26 tahun berlalu, tetapi apakah keenam agenda reformasi itu sudah benar-benar dijalankan secara paripurna? Bagi sebagian orang, perjuangan reformasi dianggap telah usai. Reformasi hanya dijadikan tujuan akhir dari perjuangan panjang demokratisasi. Padahal, semangat reformasi harusnya hidup dalam denyut nadi masyarakat Indonesia dalam kegiatan sehari-harinya. Akibatnya, kebebasan yang selama ini kita rasakan hanya dianggap sebagai barang sepele yang tidak lagi dimaknai secara penuh. Sebagian dari kita seakan tengah mengalami amnesia kolektif yang membuat mereka lupa akan memori buruk yang pernah hinggap di negeri ini. Beberapa aktivis reformasi yang kini sudah bertumbuh tua tampaknya sudah melupakan rasanya berjuang untuk kebebasan yang dulu mereka idam-idamkan di waktu muda. Mereka dengan bangga menggelar karpet merah untuk seorang kandidat presiden yang lahir dari rezim Orde Baru, rezim yang dulu mereka maki-maki.

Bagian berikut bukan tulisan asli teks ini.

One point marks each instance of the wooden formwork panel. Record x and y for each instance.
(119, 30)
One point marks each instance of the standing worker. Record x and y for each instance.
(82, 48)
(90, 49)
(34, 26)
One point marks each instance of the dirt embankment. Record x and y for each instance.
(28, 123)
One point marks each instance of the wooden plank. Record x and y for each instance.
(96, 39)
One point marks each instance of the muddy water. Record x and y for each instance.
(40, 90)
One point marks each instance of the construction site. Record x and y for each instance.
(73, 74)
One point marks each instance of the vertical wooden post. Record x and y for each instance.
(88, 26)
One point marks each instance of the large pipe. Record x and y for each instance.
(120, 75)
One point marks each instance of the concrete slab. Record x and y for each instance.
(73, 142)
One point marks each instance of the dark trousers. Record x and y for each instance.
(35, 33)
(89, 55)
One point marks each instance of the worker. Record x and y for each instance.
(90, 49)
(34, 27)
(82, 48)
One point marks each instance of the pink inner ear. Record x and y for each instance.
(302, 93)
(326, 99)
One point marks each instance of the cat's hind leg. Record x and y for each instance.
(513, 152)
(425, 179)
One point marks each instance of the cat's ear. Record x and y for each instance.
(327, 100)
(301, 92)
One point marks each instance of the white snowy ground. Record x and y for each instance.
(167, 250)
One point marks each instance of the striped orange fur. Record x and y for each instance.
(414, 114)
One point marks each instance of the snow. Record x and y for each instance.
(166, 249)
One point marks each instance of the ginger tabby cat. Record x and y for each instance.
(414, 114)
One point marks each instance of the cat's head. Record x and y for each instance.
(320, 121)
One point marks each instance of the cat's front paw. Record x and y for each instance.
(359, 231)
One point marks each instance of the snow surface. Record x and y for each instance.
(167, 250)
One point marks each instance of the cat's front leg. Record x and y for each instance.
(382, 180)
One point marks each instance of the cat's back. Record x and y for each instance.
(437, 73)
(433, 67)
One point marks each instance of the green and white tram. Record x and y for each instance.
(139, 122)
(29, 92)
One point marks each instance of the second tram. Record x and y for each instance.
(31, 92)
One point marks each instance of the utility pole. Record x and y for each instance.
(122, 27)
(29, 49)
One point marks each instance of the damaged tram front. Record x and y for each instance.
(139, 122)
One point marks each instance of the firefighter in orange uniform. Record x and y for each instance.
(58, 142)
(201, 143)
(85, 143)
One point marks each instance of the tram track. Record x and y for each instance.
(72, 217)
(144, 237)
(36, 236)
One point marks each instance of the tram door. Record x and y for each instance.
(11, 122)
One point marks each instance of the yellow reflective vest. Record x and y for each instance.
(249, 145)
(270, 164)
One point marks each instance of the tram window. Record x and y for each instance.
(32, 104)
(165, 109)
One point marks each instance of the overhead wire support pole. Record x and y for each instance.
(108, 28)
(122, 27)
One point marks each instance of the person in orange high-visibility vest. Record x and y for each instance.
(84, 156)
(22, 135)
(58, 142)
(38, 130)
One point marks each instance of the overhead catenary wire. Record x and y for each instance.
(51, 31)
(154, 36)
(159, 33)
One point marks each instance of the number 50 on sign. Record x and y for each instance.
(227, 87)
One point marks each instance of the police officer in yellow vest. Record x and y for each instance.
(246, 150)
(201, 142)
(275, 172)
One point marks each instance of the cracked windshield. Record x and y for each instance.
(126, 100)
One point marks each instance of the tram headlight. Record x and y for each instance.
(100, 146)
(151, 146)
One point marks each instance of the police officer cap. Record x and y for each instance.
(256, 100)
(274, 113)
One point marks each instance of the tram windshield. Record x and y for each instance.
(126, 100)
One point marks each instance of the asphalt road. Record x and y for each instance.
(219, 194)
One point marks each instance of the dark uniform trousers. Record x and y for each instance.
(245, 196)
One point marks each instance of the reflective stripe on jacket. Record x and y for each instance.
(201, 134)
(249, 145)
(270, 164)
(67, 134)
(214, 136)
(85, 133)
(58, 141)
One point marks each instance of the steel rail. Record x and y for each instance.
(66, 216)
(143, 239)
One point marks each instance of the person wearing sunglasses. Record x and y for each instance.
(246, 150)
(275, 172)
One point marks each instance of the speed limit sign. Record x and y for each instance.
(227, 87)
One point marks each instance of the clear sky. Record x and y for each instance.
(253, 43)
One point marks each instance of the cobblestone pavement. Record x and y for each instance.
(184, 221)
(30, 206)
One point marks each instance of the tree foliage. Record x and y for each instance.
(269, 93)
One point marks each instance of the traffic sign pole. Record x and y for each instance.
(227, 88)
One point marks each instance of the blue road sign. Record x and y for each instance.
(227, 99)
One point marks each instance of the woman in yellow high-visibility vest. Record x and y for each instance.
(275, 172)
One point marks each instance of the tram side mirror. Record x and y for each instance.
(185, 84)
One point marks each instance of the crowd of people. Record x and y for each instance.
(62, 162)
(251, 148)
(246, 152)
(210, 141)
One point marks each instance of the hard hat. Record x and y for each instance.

Semangat reformasi telah dirampas dari pemilik aslinya, yakni rakyat. Di rezim terkini, para elit politik yang dulu tumbuh besar di era Orde Baru dapat dengan nyaman duduk di lingkaran kekuasaan. Akibatnya, kita tidak pernah benar-benar terlepas dari belenggunya. Satu per satu agenda Reformasi kini kembali lagi ke titik nol. Hari-hari ini kita melihat, hukum dan konstitusi tidak lagi menjadi panglima dalam bernegara. Dengan mudahnya hukum diperalat oleh penguasa demi kepentingan golongannya. Hal ini terjadi dengan mudah karena keluarga dan kerabat penguasa berada di setiap cabang kekuasaan, baik eksekutif, legislatif, maupun yudikatif. Hal semacam ini dengan mudah terjadi karena pelanggengan praktik KKN dan dinasti politik yang diorkestrasi tanpa adanya perlawanan yang berarti.
Kita meletakkan banyak harapan pada KPK untuk memberantas praktik korupsi, namun perannya justru digembosi dengan undang-undang yang sangat jauh dari kepentingan masyarakat banyak. Belum cukup puas mengacaukan negara, penguasa juga merasa perlu memberikan ruang bagi TNI dan Polri untuk kembali mengisi jabatan-jabatan sipil melalui RPP Manajemen ASN4. Mungkin bagi para penguasa, tidak perlu tanggung-tanggung untuk merusak agenda Reformasi. Kalau bisa mengacaukan semuanya, mengapa tidak sekalian saja? Saya rasa, saya sudah cukup bisa merasakan replika atmosfer Orde Baru yang berupaya dihidupkan lagi di era Reformasi ini. Fakta-fakta di atas sungguh menunjukkan bahwa sebenarnya Reformasi kita hanya tinggal slogan saja. Semangat dan agendanya sudah dikubur dalam-dalam.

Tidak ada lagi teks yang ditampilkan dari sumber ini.